Physically-motivated basis functions for temperature maps of exoplanets

TL;DR

This paper introduces physically-motivated basis functions for modeling exoplanet temperature maps, enabling more efficient interpretation of thermal phase curves with fewer parameters and improved physical consistency.

Contribution

We develop a new framework of basis functions for 2D exoplanet temperature maps, improving the physical realism and parameter efficiency of phase curve modeling.

Findings

Basis functions reproduce GCM temperature maps with few parameters

Phase curves of hot Jupiters can be described with only three parameters

Generalized definitions for Bond albedo and heat redistribution are proposed

Abstract

Thermal phase curves of exoplanet atmospheres have revealed temperature maps as a function of planetary longitude, often by sinusoidal decomposition of the phase curve. We construct a framework for describing two-dimensional temperature maps of exoplanets with mathematical basis functions derived for a fluid layer on a rotating, heated sphere with drag/friction, which are generalizations of spherical harmonics.
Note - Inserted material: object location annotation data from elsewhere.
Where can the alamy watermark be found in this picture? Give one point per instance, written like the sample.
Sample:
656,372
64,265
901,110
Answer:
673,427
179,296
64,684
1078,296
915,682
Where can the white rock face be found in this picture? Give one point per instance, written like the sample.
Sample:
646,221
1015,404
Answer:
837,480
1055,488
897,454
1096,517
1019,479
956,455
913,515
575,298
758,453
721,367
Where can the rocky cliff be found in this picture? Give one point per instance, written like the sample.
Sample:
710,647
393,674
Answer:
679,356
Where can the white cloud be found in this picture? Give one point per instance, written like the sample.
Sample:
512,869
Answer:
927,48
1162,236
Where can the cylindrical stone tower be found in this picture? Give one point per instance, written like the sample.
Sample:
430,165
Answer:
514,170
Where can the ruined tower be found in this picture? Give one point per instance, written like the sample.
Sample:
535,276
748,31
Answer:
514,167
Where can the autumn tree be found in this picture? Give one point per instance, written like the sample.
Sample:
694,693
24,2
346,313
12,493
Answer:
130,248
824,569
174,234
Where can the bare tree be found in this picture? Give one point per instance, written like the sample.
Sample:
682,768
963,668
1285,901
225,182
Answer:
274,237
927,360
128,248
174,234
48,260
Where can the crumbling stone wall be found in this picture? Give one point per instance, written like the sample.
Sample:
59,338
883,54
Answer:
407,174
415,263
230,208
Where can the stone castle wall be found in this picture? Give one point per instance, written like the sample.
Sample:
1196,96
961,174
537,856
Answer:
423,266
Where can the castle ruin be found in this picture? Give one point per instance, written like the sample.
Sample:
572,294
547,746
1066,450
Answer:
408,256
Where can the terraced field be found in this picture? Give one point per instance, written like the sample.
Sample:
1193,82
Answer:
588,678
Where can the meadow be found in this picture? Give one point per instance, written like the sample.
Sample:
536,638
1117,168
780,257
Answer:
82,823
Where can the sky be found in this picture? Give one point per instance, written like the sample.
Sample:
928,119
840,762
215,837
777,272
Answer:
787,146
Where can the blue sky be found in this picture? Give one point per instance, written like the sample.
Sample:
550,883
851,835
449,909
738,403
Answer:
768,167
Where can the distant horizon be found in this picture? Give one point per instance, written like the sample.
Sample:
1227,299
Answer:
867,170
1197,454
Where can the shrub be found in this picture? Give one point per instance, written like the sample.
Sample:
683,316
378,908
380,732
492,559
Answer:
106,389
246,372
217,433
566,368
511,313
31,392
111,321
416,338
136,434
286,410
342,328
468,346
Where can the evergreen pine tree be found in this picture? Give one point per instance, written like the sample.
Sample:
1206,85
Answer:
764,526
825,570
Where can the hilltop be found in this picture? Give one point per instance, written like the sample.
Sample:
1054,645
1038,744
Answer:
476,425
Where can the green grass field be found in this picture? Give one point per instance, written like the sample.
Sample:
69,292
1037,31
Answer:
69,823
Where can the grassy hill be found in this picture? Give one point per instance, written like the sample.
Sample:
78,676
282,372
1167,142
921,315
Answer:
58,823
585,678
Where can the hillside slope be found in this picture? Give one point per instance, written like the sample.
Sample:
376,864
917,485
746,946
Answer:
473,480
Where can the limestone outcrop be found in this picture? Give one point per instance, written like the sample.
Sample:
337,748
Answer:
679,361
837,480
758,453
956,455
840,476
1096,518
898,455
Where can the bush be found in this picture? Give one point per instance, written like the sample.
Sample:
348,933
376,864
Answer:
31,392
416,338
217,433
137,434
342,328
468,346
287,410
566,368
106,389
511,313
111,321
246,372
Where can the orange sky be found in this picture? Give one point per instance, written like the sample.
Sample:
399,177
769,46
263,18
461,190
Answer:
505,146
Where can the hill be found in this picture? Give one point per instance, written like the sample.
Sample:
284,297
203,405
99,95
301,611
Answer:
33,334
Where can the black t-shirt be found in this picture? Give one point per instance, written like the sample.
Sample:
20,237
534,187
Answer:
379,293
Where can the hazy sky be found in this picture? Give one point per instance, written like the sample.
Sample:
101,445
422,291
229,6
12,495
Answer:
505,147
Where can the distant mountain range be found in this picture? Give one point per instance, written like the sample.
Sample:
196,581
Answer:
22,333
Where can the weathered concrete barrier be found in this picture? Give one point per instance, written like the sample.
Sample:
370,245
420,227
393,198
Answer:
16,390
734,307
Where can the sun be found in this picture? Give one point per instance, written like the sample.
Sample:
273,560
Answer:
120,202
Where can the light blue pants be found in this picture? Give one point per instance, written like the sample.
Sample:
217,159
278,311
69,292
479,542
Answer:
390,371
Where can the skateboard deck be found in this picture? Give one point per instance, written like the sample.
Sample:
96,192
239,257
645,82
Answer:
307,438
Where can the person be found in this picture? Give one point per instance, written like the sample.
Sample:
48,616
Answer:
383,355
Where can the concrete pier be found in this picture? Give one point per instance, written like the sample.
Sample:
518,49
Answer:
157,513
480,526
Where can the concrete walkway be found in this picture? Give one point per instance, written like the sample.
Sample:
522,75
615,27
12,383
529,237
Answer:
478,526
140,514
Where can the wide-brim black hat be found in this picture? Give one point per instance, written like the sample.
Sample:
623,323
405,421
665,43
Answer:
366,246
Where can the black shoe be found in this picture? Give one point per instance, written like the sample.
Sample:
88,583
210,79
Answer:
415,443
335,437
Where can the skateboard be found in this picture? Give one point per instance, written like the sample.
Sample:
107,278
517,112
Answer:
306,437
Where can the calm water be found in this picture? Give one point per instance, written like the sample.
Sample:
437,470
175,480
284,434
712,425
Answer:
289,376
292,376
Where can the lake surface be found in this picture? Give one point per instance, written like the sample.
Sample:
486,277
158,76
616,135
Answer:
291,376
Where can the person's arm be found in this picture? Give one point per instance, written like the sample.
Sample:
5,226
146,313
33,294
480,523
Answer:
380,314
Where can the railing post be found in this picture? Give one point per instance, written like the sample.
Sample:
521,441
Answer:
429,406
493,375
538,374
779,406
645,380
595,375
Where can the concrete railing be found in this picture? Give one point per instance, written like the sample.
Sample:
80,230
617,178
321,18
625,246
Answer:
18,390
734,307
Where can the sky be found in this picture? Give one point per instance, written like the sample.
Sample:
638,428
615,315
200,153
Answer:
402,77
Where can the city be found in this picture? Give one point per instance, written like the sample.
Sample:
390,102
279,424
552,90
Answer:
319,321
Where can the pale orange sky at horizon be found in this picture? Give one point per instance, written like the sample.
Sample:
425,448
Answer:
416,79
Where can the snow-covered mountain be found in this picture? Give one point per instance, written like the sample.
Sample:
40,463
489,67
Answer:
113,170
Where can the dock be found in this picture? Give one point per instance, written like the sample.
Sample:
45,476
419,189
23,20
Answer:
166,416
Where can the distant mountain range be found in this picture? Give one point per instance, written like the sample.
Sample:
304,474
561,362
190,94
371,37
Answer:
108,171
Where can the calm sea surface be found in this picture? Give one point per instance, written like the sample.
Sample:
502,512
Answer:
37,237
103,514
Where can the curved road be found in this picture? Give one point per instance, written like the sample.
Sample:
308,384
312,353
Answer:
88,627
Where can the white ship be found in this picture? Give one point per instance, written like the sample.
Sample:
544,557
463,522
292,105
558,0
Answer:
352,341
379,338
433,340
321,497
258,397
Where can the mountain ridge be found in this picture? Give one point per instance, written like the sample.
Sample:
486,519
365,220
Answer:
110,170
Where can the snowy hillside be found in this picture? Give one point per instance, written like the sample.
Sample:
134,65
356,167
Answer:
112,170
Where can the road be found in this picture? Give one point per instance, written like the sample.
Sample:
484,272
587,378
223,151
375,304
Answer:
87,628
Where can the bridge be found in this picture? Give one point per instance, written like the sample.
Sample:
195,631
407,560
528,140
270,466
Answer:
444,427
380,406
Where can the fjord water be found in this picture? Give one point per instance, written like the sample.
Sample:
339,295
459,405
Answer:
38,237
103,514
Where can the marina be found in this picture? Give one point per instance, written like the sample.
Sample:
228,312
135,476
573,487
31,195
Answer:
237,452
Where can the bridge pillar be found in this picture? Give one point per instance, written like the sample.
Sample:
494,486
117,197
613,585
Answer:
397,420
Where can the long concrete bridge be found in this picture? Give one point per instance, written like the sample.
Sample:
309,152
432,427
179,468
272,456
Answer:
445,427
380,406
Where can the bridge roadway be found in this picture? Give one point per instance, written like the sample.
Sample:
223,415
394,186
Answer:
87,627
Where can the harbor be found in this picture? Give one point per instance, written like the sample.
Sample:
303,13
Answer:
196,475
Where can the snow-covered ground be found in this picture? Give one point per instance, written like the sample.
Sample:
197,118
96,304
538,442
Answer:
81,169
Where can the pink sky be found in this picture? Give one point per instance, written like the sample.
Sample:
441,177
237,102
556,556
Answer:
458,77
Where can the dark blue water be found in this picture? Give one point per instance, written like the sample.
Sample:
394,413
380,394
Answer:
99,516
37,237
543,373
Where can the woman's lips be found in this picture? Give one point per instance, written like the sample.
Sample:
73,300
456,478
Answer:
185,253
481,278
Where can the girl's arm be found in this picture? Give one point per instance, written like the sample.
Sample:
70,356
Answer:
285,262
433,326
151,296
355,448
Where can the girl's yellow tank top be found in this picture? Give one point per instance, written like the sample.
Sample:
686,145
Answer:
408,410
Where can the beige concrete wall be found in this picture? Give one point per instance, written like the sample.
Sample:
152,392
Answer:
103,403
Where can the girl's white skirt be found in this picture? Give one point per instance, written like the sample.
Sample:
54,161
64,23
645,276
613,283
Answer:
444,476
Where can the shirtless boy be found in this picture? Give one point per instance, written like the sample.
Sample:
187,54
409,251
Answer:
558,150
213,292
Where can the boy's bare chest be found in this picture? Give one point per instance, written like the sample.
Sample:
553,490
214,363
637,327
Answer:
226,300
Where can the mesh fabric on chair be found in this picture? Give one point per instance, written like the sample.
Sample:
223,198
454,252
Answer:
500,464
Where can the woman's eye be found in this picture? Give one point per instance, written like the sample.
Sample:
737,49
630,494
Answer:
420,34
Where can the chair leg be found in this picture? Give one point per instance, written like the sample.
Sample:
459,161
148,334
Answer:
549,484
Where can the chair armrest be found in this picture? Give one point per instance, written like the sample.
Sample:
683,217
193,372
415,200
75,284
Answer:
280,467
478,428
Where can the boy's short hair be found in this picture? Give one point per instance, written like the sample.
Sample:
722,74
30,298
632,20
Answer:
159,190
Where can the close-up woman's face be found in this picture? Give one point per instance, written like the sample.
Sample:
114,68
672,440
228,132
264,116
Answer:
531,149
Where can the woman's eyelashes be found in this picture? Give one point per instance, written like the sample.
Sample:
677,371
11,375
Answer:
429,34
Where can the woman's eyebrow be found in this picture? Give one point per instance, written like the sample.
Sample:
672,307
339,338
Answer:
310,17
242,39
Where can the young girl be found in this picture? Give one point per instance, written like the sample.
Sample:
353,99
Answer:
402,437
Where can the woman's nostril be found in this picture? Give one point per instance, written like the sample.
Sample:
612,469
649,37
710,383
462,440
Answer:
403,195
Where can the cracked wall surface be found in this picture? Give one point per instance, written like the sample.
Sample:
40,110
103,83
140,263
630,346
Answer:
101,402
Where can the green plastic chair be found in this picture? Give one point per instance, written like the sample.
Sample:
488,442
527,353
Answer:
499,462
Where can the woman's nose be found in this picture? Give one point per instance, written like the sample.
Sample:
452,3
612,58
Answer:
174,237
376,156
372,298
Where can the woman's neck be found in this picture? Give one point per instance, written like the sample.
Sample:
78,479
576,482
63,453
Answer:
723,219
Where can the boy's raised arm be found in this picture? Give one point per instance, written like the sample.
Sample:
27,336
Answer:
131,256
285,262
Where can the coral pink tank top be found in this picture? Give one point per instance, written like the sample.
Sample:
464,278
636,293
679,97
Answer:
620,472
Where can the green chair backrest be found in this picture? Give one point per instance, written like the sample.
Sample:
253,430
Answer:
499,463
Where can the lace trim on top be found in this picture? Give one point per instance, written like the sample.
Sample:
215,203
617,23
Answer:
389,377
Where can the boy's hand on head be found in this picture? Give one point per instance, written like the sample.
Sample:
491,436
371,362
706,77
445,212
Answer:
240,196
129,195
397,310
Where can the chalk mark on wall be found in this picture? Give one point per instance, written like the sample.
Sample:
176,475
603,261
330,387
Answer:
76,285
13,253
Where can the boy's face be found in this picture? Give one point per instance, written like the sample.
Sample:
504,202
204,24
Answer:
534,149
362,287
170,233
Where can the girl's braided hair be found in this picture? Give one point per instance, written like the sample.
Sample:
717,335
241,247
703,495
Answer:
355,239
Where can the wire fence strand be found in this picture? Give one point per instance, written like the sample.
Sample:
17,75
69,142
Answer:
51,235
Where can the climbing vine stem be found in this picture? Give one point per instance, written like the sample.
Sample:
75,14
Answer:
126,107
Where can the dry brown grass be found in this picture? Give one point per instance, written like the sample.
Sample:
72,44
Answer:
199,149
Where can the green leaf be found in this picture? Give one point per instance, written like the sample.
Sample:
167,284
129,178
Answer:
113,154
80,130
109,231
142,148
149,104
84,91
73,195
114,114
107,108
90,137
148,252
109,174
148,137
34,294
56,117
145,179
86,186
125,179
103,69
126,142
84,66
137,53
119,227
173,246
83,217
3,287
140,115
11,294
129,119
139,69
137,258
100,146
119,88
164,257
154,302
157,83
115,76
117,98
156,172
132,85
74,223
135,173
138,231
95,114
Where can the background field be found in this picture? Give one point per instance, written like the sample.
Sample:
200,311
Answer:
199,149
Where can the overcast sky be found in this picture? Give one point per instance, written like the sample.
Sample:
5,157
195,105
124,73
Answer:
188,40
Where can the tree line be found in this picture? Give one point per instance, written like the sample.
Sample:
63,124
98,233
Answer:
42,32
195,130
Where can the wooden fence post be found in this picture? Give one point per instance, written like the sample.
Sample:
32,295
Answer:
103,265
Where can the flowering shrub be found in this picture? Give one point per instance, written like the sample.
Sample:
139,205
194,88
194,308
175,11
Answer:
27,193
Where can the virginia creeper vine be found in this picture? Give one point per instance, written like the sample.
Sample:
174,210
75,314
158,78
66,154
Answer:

These basis functions naturally produce physically-motivated temperature maps for exoplanets with few free parameters. We investigate best practices for applying this framework to temperature maps of hot Jupiters by splitting the problem into two parts: (1) we constrain the temperature map as a function of latitude by tuning the basis functions to reproduce general circulation model (GCM) outputs, since disk-integrated phase curve observations do not constrain this dimension; and (2) we infer the temperature maps of real hot Jupiters using original reductions of several Spitzer phase curves, which directly constrain the temperature variations with longitude. The resulting phase curves can be described with only three free parameters per bandpass -- an efficiency improvement over the usual five or so used to describe sinusoidal decompositions of phase curves. Upon obtaining the hemispherically averaged dayside and nightside temperatures, the standard approach would be to use zero-dimensional box models to infer the Bond albedo and redistribution efficiency. We elucidate the limitation of these box models by demonstrating that negative Bond albedos may be obtained due to a choice of boundary condition on the nightside temperature. We propose generalized definitions for the Bond albedo and heat redistribution efficiency for use with two-dimensional (2D) temperature maps. Open-source software called kelp is provided to efficiently compute these phase curves.